The cleaning crew, librarians, secretaries and even various vice presidents are all united in hoping that I can break the spell that Popo’s mother has cast upon me. This spell causes me not to understand what is going on. Popo runs around every night and yet I don’t seem to register this fact. I’m in a daze where what is normal keeps shifting around. It just seems natural that my fate is to be sucked dry of money, thoughts, dreams, while Popo spends her nights partying at the Skylight Hotel, crashing our car. More than once she has ended up in jail, where she likes to yell at the guards about the affairs she knows they’re having. They’re glad to be rid of her in the morning.

There was no magic, no remedy, no special herbal concoction that caused my mind to realize what I surely already knew. No, it was an American who has that direct quality of Americans that is the opposite of magic. He said that he was my friend and therefore could no longer listen to people laughing at me because my wife is running around with some guy and spending all of my money. He said it in simple sentences that I could understand. I had to leave. Take my daughter, Peanut. Say goodbye to Polynn. Run away.

The coffee was suspiciously bitter that morning.

Vespers

¶ At the Guardian, English literature professor Gabriel Josipovici lets loose on the lions of modern English literature. Born in 1940, Mr Josipovici is no young Turk, but his views appear to have currency among the Man Booker judges.
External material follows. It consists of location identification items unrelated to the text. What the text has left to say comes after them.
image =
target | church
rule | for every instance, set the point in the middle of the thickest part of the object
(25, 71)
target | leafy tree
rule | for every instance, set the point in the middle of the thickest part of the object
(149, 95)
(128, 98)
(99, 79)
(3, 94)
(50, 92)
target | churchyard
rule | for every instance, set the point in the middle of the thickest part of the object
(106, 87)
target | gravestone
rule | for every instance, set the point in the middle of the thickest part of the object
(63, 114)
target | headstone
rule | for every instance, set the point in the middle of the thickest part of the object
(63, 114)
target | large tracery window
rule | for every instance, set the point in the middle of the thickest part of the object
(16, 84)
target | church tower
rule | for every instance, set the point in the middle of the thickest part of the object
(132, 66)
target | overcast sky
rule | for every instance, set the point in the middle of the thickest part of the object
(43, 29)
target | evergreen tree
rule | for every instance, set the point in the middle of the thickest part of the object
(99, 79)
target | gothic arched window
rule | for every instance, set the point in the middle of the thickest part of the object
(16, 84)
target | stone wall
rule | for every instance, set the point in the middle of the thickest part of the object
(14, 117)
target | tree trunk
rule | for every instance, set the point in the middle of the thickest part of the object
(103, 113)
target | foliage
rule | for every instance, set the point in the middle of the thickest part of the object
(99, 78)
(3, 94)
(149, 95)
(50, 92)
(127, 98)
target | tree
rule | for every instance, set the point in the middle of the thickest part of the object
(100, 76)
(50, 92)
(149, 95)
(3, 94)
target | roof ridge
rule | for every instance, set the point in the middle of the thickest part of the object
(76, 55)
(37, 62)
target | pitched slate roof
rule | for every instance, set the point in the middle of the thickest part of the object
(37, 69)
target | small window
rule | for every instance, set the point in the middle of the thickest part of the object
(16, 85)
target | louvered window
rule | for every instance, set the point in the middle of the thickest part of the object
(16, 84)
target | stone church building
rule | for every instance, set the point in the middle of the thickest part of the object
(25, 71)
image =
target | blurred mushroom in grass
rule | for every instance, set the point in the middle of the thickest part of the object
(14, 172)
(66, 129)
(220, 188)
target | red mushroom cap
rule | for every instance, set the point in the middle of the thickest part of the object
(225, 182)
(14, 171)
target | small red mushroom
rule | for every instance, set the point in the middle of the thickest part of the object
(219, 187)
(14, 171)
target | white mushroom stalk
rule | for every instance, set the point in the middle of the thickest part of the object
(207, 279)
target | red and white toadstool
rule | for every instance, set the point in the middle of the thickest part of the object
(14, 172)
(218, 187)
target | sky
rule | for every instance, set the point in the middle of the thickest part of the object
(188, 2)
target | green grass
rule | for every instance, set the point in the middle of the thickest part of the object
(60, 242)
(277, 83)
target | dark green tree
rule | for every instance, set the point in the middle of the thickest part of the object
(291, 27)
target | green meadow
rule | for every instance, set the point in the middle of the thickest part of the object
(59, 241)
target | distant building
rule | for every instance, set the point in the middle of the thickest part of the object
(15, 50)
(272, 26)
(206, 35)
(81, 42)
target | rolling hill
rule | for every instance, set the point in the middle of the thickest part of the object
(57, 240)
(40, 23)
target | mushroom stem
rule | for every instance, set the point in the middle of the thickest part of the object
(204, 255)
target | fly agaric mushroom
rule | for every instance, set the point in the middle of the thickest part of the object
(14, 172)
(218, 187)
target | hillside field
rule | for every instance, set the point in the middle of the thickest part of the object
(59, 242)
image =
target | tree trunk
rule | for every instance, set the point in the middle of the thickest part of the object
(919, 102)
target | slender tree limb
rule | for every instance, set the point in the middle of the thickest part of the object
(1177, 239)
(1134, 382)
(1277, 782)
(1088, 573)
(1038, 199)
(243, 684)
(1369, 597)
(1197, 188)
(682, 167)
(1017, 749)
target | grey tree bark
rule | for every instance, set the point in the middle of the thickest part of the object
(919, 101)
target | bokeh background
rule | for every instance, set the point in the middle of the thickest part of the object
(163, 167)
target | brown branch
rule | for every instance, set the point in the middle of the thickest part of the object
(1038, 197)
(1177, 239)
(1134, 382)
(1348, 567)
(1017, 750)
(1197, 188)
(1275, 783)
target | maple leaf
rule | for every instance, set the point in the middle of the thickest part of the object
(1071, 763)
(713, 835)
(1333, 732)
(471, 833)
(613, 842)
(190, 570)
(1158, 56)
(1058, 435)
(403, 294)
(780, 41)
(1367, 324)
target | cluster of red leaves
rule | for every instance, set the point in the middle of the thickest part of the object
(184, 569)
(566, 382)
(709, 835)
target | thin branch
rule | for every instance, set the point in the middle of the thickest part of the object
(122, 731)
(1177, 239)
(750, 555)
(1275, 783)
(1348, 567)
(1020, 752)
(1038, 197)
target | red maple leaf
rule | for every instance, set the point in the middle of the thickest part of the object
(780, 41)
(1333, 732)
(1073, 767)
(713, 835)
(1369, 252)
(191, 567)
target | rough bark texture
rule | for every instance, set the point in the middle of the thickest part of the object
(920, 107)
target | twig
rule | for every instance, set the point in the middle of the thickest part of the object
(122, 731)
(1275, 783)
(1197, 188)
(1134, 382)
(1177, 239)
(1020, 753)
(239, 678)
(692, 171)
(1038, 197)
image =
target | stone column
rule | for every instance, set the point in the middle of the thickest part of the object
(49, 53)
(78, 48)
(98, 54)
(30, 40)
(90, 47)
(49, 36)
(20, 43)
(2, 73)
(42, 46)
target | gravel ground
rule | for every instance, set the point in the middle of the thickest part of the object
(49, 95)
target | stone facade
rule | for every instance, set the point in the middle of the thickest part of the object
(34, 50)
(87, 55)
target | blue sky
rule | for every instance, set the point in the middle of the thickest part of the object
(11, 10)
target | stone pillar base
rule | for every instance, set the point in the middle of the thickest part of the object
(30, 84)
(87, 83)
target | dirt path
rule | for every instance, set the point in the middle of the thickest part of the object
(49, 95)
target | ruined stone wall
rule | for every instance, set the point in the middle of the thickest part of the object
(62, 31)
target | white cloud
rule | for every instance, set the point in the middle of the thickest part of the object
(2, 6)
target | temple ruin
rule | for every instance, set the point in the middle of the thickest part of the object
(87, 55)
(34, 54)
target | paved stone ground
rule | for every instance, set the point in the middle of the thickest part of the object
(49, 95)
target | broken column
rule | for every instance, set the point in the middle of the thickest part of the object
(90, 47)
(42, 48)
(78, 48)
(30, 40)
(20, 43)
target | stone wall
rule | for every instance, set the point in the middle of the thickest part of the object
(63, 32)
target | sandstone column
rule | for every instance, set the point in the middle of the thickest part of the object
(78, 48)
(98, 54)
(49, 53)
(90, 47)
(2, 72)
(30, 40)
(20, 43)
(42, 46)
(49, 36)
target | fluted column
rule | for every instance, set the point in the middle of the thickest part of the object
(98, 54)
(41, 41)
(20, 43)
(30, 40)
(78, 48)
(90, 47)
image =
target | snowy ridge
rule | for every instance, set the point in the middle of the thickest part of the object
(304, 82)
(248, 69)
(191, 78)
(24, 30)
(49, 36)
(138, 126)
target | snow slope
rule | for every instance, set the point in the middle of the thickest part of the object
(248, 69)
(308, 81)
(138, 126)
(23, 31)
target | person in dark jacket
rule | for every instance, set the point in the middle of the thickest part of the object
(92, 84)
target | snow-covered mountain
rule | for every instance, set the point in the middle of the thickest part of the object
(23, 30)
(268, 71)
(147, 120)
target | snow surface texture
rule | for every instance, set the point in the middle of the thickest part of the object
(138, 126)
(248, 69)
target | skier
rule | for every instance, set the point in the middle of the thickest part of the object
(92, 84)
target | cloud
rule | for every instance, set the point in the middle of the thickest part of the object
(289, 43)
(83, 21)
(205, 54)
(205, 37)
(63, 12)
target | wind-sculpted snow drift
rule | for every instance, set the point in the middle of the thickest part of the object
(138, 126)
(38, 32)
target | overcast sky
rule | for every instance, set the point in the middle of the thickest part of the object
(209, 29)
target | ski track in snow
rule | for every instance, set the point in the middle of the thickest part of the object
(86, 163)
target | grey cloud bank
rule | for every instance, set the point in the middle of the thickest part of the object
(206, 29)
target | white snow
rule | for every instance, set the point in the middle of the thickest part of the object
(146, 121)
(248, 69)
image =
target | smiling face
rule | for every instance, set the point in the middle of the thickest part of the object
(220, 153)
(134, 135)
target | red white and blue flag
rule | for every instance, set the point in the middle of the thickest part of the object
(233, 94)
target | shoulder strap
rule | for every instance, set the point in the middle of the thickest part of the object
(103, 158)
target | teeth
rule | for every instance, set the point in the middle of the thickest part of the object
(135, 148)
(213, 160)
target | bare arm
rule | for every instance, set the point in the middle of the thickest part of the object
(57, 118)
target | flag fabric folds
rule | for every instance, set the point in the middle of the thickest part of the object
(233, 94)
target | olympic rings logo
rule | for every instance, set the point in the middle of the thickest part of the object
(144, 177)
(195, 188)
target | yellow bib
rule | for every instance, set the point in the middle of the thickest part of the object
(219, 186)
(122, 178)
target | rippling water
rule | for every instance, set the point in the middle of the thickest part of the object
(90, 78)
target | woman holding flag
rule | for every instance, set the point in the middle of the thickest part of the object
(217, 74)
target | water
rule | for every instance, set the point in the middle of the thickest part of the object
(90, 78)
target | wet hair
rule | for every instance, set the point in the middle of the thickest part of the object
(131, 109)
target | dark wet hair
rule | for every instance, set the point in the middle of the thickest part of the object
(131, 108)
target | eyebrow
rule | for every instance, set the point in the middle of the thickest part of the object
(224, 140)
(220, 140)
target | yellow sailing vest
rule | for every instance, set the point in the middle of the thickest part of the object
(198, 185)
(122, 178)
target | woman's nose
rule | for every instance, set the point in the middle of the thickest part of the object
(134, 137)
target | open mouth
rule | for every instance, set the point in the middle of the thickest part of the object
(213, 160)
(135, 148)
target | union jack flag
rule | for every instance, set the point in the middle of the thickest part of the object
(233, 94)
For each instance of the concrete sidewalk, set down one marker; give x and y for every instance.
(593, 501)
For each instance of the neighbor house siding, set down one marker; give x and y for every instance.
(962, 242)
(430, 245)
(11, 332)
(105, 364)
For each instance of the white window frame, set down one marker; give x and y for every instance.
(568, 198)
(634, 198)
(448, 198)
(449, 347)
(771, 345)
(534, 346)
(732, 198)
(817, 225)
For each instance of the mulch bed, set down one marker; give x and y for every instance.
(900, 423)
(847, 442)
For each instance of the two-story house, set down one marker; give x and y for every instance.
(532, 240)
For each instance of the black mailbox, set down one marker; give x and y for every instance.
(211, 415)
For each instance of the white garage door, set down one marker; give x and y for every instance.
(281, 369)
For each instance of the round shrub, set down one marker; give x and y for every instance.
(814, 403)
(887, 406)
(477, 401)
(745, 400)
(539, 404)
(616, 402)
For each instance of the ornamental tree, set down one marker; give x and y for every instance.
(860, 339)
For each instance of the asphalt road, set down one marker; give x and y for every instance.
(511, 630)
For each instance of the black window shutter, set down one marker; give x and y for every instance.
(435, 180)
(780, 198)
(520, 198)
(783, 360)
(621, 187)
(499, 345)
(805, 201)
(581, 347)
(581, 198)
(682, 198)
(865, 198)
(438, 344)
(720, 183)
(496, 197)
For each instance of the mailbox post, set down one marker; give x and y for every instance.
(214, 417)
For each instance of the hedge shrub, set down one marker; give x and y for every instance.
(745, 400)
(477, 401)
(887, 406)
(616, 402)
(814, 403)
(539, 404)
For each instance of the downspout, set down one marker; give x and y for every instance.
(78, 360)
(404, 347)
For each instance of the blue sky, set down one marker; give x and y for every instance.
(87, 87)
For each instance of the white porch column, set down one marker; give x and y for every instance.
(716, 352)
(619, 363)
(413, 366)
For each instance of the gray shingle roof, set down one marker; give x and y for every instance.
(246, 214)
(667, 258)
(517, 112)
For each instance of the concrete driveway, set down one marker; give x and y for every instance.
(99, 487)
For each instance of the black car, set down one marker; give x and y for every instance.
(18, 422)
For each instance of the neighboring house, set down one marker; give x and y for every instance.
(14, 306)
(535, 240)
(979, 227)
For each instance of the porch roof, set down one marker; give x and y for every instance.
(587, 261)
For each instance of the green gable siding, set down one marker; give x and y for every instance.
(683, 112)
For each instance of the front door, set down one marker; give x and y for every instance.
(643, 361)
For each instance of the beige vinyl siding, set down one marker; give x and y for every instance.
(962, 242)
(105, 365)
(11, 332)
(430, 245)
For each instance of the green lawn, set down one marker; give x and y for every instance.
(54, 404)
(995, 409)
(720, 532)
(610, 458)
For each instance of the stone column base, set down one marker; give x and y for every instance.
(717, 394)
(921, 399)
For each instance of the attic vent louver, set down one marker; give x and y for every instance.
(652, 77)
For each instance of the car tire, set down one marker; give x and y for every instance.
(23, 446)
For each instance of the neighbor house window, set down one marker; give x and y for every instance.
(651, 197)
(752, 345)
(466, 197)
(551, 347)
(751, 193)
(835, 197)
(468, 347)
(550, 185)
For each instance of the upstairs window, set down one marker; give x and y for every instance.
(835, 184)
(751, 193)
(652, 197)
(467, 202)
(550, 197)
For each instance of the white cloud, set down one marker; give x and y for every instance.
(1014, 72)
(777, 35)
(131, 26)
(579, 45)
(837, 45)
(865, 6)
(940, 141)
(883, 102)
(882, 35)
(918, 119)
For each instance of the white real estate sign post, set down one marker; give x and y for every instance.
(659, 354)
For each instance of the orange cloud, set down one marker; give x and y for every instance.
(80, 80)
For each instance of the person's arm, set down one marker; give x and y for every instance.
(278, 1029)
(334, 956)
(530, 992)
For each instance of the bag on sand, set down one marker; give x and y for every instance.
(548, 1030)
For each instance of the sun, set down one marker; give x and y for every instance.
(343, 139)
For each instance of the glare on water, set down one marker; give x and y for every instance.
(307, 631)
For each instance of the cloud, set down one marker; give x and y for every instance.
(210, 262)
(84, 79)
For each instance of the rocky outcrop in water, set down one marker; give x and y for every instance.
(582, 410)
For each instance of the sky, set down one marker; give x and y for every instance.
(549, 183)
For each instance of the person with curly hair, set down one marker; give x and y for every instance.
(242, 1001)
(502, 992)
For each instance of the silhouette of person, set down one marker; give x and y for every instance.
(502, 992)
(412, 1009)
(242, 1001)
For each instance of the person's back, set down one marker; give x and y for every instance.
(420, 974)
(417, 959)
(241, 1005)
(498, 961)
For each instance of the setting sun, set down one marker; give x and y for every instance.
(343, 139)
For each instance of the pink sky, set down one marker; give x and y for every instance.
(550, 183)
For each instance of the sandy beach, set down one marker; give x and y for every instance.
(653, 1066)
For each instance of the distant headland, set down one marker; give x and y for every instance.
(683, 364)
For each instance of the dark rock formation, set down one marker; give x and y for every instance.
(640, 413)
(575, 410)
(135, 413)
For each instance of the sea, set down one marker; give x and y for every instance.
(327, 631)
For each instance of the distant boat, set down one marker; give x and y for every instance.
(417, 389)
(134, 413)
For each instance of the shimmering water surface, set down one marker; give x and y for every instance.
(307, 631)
As everyone and his aunt has observed, this year’s list is missing the once-great names of Amis, Barnes, Rushdie, McEwan, &c. (via 3 Quarks Daily)

While great novels deal with complex events beyond the full understanding of both the characters and the reader, too many contemporary works follow traditional plots with neat endings, he said.

Referring to graduates, like McEwan, of the University of East Anglia’s famous creative writing course, Josipovici said: “They all tell stories in a way that is well crafted, but that is almost the most depressing aspect of it — a careful craft which seems to me to be hollow.”

He singled out The Comfort of Strangers, McEwan’s story of obsession, as easy to read but lacking “a sense of destiny, of other worlds suggested but lying beyond words”, unlike that experienced through Proust or Henry James. McEwan’s novel is read “to pass the time”, he said.

Such novels had a “lack of vision and limited horizons”.

“One finishes them and feels, ‘So what?’ – so very different from the gut-wrenching experience of reading Herman Melville’s Bartleby or William Golding’s The Inheritors,” said Josipovici.

We disagree on the sole point of Ian McEwan, beneath the banked fires of whose brilliantly poised prose we sense a throbbing companionship of grief.

Compline

¶ The confessions of a one-time “warblogger” — remember them? (Remember paying attention to them, that is.) A reminder that a life built on anger and hostility really does work for some people, some of the time. Michele Catalano at This Ia a Thing. (via The Awl)

People would say, how could you align yourselves with them? How could I still say I was anti-religion and for gay rights and all that other stuff I stood for, how could I say that if I was part of the other side now? And I didn’t know. I didn’t know how to answer that. I didn’t know how to say “I have no idea what I believe I just know that if I stop screaming I might end up killing myself so I’m going to stay here with the screaming people.”

Do you know how easy it is to lie to yourself? Do you know how easy it is to make yourself believe all the things you want to believe like, your life is good and you’re happy and carefree and everything is really fucking great? Lying to yourself with ease makes it so much easier to lie to everyone else. Oh yes, I’m perfectly happy being a bitter, angry blogger. I’m perfectly happy having 20 anxiety attacks a day. I’m perfectly happy living in a basement apartment with two kids and a second husband who makes me feel like my soul has sprung a leak. Happy. Happy, happy, happy. Life is good. And so is gin.

And so it went. I went on appearing to everyone online (and at this point my blog had about 10,000 hits a day and I was doing interviews with the BBC and such) like I was some rabid warmonger and as my old friends left in droves most of my new friends proved to be nothing more than sharks who were all too happy to feed off of me.